The Bulletin’s Clarifications on Summer Programs and FFCRA Leave

After the passage of the FFCRA, employers and employees struggled to apply certain provisions of the FFCRA when the reason for leave was the closure of a summer camp or program that an employee would have sent his or her child to for summer care. The FFCRA was clear that the unavailable program must be for the employee’s child, but prior DOL guidance left open questions about how an employee could sufficiently establish that.

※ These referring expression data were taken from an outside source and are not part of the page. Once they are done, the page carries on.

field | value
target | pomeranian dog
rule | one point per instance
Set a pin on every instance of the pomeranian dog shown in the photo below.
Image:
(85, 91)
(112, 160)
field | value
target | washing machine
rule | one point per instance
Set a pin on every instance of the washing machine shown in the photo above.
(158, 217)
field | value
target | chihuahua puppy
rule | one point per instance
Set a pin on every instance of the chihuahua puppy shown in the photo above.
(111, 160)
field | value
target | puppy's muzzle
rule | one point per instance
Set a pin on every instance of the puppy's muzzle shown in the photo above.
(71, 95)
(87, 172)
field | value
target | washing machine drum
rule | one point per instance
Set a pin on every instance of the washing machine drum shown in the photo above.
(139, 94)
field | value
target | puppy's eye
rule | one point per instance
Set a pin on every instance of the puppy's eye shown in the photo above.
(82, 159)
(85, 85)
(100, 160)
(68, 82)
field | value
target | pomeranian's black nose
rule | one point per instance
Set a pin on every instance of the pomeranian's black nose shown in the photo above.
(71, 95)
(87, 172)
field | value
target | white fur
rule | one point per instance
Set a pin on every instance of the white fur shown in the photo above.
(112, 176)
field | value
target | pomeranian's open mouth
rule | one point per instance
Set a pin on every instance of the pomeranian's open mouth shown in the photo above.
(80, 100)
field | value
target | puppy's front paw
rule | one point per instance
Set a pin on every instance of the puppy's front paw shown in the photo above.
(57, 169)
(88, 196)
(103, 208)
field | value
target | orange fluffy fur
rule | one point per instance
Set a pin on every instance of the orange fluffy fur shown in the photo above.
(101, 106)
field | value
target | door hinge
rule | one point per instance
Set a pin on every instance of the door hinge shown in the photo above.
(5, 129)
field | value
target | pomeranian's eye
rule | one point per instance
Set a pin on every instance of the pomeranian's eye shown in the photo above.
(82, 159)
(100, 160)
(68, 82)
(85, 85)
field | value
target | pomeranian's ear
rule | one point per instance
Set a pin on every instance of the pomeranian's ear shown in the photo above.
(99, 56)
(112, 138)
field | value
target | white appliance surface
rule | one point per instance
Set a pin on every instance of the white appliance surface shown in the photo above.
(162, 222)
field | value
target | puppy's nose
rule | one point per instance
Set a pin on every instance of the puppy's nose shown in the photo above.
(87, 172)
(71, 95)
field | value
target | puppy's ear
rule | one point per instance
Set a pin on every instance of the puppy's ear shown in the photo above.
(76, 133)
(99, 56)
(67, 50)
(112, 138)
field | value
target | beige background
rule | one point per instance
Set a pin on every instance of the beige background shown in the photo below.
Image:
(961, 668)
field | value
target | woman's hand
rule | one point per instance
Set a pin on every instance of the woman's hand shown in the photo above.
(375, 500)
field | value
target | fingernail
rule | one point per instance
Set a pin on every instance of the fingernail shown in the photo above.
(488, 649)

Prior DOL guidance provided that an employee could make this showing through proof of actual enrollment or application to a camp or program, or at least evidence of prior enrollment in 2018 or 2019 and current waitlisting or other eligibility for 2020 (see FAQ 93). The new Bulletin recognizes that an application or acceptance for enrollment made prior to a program’s closure would ALSO be sufficient evidence.

Prior guidance from the DOL also failed to explain what would happen if, due to the coronavirus pandemic, the employee could not enroll or even apply, though. The Bulletin helpfully clarifies that, because these camps and programs happen only during the summer, employees’ children may not have applied for, been accepted to, been enrolled in, or been attending the summer camp or programs back in March when the pandemic began.

The Bulletin explains that the employee would need to show either a plan to send their child to a summer camp or program or that, in the (unsurprising) absence of such a plan, the employee would need to show that their child would have attended the camp or program if it had been available. The DOL outlined several common scenarios where an employee could establish intent or plans to send a child to a camp or program even without an actual application, acceptance, enrollment, or attendance, including:

  • Prior attendance and current eligibility at a summer camp or program. The Bulletin states that prior attendance and current eligibility is sufficient to establish a summer camp or program as a child’s planned place of care. Per the Bulletin, if an employee’s child attended a camp or program during the summer of 2018 or 2019, that “may” indicate that the camp or program would have been the child’s place of care during summer 2020, as long as the child continues to satisfy any attendance qualifications.
  • Acceptance to a waiting list for a camp or program or to the reopening of the registration process for the camp or program. This situation might apply if a child only recently met age requirements for a summer camp or program or recently moved into the area serviced by the camp or program.

The Wage and Hour Division warns that no one-size-fits-all rule applies, though. The inquiry into this eligibility is fact specific, so employers should carefully collect and evaluate information before taking any action on an FFCRA leave request.